On two separate occasions earlier in the month, bitcoin made a run at the $20,000 level but failed. The second was when it set a new all-time high of $19,920 on Dec. 1, putting an end to the high set during the last big rally at the end of 2017. It seems investors had left loads of sell orders just below $20,000 and some may have been there for at least three years. Every time buyers pushed it higher, those orders kicked in to prevent a higher move.
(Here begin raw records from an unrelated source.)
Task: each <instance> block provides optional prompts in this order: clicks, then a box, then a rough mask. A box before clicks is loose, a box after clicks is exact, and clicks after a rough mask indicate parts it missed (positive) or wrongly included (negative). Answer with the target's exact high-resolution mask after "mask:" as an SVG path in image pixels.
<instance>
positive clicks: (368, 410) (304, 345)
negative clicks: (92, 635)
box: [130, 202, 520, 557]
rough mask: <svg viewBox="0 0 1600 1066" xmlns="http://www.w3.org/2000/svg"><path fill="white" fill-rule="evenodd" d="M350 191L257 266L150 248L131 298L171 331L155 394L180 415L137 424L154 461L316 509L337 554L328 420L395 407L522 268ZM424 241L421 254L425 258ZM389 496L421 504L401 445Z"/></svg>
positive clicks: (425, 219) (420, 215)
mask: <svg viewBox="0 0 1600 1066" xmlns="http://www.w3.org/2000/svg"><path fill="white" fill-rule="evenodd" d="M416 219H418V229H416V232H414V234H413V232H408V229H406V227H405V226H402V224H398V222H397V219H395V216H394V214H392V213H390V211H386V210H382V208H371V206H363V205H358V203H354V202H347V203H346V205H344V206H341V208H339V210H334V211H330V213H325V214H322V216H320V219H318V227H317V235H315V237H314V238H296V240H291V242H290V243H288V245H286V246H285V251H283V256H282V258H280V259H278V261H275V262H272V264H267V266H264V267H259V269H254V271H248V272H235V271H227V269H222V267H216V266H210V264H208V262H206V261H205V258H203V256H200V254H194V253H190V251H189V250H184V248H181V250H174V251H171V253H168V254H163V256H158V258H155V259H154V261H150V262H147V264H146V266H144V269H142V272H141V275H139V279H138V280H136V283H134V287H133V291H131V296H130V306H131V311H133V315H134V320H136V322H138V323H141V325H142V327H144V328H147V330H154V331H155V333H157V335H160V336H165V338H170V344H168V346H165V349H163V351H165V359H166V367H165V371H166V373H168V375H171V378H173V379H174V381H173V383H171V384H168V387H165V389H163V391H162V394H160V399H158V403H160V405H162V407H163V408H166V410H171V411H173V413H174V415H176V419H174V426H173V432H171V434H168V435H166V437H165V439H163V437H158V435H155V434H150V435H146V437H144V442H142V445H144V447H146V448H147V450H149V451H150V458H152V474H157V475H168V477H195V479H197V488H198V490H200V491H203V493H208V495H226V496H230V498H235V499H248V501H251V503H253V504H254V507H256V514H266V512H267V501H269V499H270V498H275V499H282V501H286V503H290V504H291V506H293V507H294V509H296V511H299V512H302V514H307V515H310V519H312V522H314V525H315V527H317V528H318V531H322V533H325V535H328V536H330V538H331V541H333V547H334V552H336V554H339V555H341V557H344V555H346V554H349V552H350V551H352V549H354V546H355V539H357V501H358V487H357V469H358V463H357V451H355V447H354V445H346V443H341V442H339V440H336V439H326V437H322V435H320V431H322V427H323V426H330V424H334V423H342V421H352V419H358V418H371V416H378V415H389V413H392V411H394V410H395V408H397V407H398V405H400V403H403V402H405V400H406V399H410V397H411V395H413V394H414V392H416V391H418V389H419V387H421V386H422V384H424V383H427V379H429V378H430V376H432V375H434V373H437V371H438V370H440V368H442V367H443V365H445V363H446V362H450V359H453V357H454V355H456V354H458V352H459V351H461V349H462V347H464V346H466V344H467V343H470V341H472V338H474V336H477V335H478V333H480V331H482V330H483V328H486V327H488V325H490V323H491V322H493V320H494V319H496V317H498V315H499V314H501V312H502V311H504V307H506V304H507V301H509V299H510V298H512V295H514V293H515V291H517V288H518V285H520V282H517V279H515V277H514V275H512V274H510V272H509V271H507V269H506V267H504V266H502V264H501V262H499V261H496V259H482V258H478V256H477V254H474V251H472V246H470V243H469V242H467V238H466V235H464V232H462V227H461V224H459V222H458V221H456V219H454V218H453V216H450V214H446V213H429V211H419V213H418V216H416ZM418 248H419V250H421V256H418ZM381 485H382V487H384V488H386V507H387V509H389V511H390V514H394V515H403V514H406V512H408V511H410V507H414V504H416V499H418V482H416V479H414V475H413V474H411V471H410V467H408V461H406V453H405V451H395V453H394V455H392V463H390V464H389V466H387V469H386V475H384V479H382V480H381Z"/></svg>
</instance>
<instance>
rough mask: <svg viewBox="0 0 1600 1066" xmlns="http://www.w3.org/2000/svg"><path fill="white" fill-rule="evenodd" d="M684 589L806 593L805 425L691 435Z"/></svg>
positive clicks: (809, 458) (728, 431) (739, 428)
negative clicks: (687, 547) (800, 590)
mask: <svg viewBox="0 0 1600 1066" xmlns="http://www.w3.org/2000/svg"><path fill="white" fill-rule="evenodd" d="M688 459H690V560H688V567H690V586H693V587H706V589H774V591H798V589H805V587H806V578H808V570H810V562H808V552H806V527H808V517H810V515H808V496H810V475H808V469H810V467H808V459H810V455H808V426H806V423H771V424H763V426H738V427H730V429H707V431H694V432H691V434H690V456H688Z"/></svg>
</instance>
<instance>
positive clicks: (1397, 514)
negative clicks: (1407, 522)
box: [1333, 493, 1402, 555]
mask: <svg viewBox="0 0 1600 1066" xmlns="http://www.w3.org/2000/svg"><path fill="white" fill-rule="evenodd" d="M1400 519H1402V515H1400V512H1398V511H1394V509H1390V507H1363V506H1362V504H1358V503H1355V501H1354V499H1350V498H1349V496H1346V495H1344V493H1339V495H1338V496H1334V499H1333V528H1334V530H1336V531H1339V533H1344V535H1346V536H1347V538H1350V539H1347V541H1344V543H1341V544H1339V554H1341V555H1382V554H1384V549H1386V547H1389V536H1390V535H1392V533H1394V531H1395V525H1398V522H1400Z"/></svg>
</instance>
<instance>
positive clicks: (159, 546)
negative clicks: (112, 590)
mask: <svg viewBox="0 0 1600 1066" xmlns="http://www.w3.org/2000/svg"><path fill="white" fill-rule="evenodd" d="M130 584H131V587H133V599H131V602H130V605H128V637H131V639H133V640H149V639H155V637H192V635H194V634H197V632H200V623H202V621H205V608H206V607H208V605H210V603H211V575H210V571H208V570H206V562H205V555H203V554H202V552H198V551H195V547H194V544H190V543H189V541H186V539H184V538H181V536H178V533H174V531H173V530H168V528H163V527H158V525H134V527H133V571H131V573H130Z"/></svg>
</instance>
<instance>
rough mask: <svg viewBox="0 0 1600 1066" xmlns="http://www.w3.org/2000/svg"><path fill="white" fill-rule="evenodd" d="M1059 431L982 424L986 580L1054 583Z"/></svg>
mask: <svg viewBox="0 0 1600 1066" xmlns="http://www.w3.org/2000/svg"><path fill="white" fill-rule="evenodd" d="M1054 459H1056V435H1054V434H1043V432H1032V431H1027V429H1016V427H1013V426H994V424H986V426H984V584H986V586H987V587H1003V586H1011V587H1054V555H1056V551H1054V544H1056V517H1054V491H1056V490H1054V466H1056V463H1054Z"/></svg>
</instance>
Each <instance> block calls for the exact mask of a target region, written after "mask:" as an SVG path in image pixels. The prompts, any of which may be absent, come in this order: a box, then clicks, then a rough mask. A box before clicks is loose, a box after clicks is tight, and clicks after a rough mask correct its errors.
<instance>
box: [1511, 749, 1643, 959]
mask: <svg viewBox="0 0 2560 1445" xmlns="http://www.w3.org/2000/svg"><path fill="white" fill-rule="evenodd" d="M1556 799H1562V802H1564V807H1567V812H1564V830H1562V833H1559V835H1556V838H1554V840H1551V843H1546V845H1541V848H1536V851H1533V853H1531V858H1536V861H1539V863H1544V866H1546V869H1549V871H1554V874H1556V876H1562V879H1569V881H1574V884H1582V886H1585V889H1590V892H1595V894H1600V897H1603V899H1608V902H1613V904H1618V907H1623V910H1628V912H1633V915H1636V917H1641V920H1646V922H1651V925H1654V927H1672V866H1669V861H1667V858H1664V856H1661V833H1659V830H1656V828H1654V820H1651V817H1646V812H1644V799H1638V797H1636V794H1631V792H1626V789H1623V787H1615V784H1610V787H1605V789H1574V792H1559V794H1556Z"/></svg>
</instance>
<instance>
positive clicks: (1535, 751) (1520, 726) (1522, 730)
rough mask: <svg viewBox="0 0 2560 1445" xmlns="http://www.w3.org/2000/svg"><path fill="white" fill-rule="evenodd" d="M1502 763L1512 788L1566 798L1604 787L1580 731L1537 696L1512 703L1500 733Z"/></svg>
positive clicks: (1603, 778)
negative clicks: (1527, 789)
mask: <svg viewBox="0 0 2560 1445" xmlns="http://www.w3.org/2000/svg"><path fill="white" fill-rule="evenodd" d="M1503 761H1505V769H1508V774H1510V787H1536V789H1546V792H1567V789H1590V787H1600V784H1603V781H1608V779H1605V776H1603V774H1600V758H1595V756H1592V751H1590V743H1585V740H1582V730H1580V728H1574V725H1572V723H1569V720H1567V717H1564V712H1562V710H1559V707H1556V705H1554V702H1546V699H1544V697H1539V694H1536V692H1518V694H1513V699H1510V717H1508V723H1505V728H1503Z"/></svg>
But look what happened when those sell orders were eventually exhausted. Once buyers had pushed bitcoin’s price through the $20K mark, all that resistance disappeared. A mere 24 hours later it had jumped a whopping $4,000. No doubt sell orders are being placed at levels somewhere up above, but for now bitcoin feels quite unencumbered.
Global town hall
WHEN THE BILL COMES DUE. When I read about a new study authored by Mario Draghi and Raghuram Rajan on behalf of the Group of 30 Consultative Group predicting a post-COVID “solvency crisis,” my first reaction was, “Finally, the powerful are speaking with honesty on the unsustainable stimulus debts governments are racking up.” My second reaction was, “Oh, yeah, Draghi (former president of the European Central Bank) and Rajan (former governor of the Reserve Bank of India), are no longer in positions of real power.”
The details of the report are illuminating. They make clearer the distinction between the kind of eminent person role Draghi and Rajan now occupy and the significant authority they previously held. As Bloomberg’s Paul Gordon writes, “The report acknowledges that its recommendations require ‘hard choices’ – such as winding down broad aid programs and limiting government support to areas where the market is failing – that could cause a political backlash.”
For the last decade, central bankers have been the biggest conduits of “broad aid programs” in the broadest form of all: monetary expansion, even as they called on governments to relieve them of that stimulus responsibility by taking on the more politically challenging exercise of fiscal stimulus. In office, they are circumspect about that criticism. Out of office, they can be more direct.
(Jeffrey Blum/ Unsplash)
The biggest takeaway from this report is concern. In an understandable effort to stave off economic ruin, governments have gone heavily into debt and allowed monetary expansion efforts to pump up financial assets, which has maintained the illusion of balance inside financial institutions’ and corporations’ accounts. The price for all this will need to be paid and it will probably be paid by further deprecation in the value of fiat currencies against other assets. It’s the backdrop to the “why bitcoin matters” thesis now being voiced by big shot investors like Guggenheim Partners’ chief investment officer Scott Minerd, who on Wednesday pronounced that bitcoin should be worth $400,000.
TWO REALITIES. As bitcoin soars and as U.S. stocks continue marching into new record-high territory, the reality is very different from anyone without access to those kinds of assets. As observed by the folks at Upfina, a refreshingly frank economic commentary site, while hedge fund managers and bitcoin HODLers have gotten fabulously rich, 8 million Americans have slipped into poverty since June. In noting that “the main problem is it is expensive to be poor,” Upfina drills down into why the Federal Reserve’s quantitative easing efforts – buying $120 billion in bonds a month – is helping a privileged class of Americans but doing close to nothing to help the suffering of so many more in this pandemic. It’s hard not believe that a major reckoning with monetary policymaking is coming.